Well the question is a little easier .. Let X be a random variable that follows a Uniform distribution (0,1)(Uniform Standard). What is rank of the variable? (Values ​​can take). I have a confusion between whether the variable can take real values ​​between the interval (0,1) or can only take the values ​​0 or 1

• Can you write the density function for $X$ uniformly distributed over $[0,1]$? Those points with non-zero probability belong to the rank of $X$!
– user21436
Jan 24, 2012 at 17:00
• @Kanna: Be careful that here, every point has zero probability... I see what you mean to ask by your second question but it needs to be slightly reformulated.
– Did
Jan 24, 2012 at 17:08
• @DidierPiau Thank You very much!
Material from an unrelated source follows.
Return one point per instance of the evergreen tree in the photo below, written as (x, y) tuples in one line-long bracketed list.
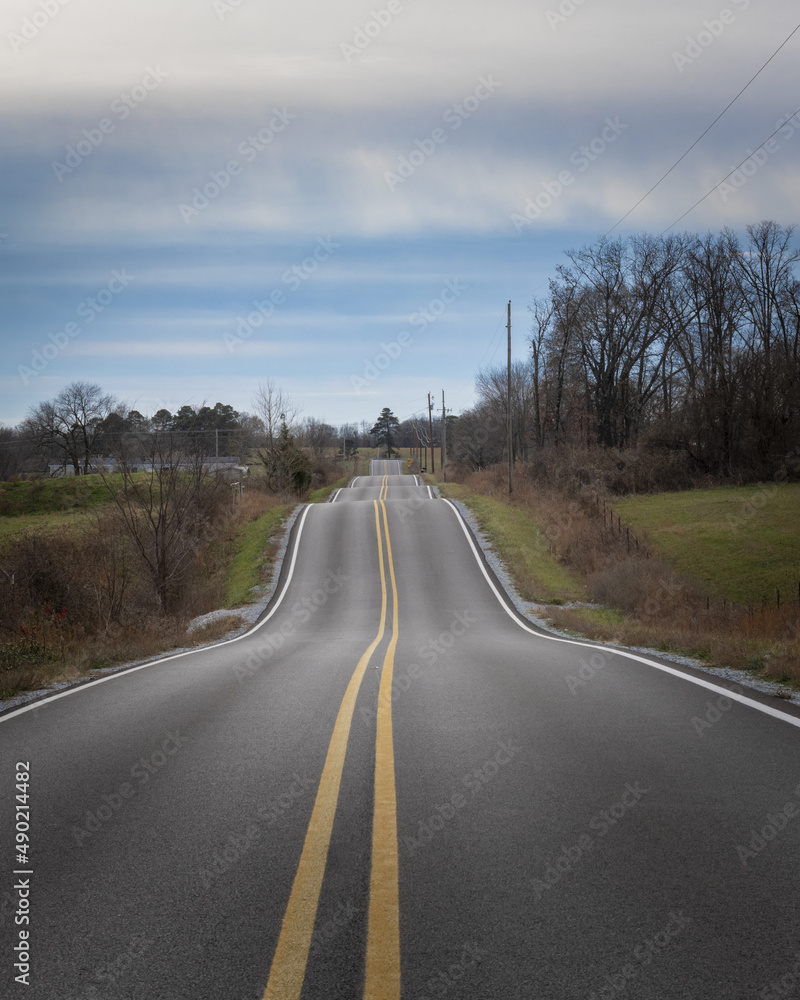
[(386, 426)]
Sure, I meant "non-zero density"!
– user21436
Jan 24, 2012 at 17:35
• @Kan: Yes. With the further caveat that the density function is only defined almost surely... Hence for every point there exists a density function which is zero at this point... :-)
– Did
Jan 24, 2012 at 17:47

Let X be a random variable that follows a Uniform distribution (0,1)(Uniform Standard).

Do you mean a discrete or a continuous distribution? Do you mean [0,1] or (0,1)? Or are these your questions?

• Sorry is a continuos distribution. that is X ~ Uniform (0,1). I thought that the random variable that follows a standard uniform distribution is understood to be a continuous distribution (by definition) Jan 24, 2012 at 23:10
• Melkhiah: If the definition is well known to you, why do you ask this question?
– Did
Jan 26, 2012 at 6:57